Mesoporous Fe‐Nx‐C Sub‐Microspheres for Highly Efficient Electrocatalytic Oxygen Reduction Reaction

Abstract

AbstractWe design and obtain mesoporous Fe‐Nx‐C sub‐microspheres (Meso Fe‐Nx‐C‐SS) using the amino acid‐metal complex as Fe/N/C precursor and mesoporous silica sub‐microspheres (MSS) as hard template by a facile template‐assistance strategy. The Histidine‐Fe complex is impregnated into mesopores of MSS, and then Meso Fe‐Nx‐C‐SS are obtained by high‐temperature carbonization process and removal of MSS template. The as‐fabricated Meso Fe‐Nx‐C‐SS exhibits the spherical structure with rough surface with the diameter size of 200–500 nm. And Meso Fe‐Nx‐C‐SS also possesses a high specific surface area of 784 m2 g−1, a large pore volume of 1.65 cm3 g−1, and a large pore size in the range of 10–22 nm.

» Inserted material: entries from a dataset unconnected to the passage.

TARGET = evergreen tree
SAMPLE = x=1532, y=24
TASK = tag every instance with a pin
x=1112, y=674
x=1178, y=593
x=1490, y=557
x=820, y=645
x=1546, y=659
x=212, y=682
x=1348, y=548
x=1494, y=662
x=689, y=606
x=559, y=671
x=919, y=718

Benefiting from atomically dispersed N‐coordinated Fe and unique three‐dimensionally (3D) interconnected mesoporous carbon architecture, Meso Fe‐Nx‐C‐SS shows excellent electrocatalytic performance toward oxygen reduction reaction (ORR) with positive half‐wave potential (E1/2 0.86 V), high stability (93.94 % after 30,000 s), low Tafel slop (43 mV dec−1) and good methanol tolerance, exceeding commercial Pt/C catalyst in alkaline media. As the cathode catalyst within the primary Zn‐air batteries, Meso Fe‐Nx‐C‐SS also reveals an outstanding catalytic activity (the maximum power density of 120 mW cm−2) and superior discharge stability (at current density of 10 mA cm−2 after 6 cycles, at different current densities of 5, 10, 20 mA cm−2), promoting its practical application in Zn‐air batteries.